On Saturday night, I was cooking for myself and pretty much at a loss for what to make. Easter dinner was all planned (more about that in a future post), but the night before was a blank slate.
I had a craving for vegan sausage, but a sausage sandwich sounded too plain. In the end, I wound up throwing this together with various veggies we had around the house, and it came out pretty darn good! I used Organicville Tangy BBQ Sauce, but you can use any barbecue sauce that you like (Veganomicon has a great recipe). Try different varieties for different barbecue flavors!
BBQ Vegan Sausage With Potatoes and Greens
2 large garlic cloves, minced
1 1/2 lbs. white or russet potatoes, peeled and diced
4 cups collard greens or kale, coarsely chopped
1 medium red onion, chopped (about 1 cup)
1 large bell pepper, any color, chopped (about 1 1/2 cups)
4 links vegan sausage, sliced
3/4 cup organic barbecue sauce
1) Bring a large saucepan of water to a boil. Add the garlic, potatoes, and collards. Return to a boil and cook until the potatoes are tender, 15-20 minutes. If you’re using kale, you may want to wait to add it until the potatoes have been cooking for 10 minutes or so. Remove from heat, drain, and set aside.
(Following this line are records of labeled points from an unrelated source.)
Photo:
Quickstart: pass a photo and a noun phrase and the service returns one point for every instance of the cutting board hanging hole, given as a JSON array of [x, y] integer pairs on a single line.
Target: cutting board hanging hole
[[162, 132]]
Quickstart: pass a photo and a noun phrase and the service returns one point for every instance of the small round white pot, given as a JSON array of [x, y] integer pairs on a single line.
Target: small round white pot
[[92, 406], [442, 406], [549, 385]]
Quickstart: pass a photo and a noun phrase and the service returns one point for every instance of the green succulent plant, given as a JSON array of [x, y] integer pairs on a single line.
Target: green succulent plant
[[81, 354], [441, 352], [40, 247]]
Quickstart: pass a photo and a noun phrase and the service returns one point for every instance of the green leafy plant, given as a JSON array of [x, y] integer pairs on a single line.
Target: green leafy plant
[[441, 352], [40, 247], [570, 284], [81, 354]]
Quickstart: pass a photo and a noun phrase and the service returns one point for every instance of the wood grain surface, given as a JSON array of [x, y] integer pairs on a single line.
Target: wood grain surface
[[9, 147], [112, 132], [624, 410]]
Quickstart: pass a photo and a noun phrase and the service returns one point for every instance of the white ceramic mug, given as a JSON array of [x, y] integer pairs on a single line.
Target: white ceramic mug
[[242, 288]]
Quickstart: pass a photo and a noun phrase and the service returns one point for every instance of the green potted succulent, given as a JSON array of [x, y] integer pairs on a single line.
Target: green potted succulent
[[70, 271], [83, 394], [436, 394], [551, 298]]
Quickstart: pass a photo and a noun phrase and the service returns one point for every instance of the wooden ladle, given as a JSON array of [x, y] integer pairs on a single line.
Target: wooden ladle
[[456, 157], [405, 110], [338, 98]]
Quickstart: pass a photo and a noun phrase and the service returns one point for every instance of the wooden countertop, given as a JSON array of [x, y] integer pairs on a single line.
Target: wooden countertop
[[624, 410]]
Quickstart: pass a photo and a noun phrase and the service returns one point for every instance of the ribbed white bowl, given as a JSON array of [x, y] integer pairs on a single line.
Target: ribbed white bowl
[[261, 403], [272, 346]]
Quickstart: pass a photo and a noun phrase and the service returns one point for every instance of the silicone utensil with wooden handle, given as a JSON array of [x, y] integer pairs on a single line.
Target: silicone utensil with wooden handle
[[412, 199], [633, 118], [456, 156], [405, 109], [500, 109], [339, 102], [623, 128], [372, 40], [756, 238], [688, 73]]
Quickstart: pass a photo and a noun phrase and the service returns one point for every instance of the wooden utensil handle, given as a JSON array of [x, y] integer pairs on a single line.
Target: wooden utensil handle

2) Meanwhile, heat a large nonstick skillet over medium-high heat. Cook the sausage slices, turning frequently, until brown on both sides. Remove from the skillet and set aside.
3) Turn the heat down to medium and add the onions and bell peppers to the same skillet. Spray with a little cooking spray if desired. Cover and cook until softened, about 5 minutes, stirring frequently to prevent burning.
4) Add the reserved potatoes, collards, and sausage slices to the skillet. Spray with a bit more cooking spray if desired. Add the barbecue sauce and black pepper to taste, stirring to coat. Continue to cook, stirring, until heated through. Serve hot.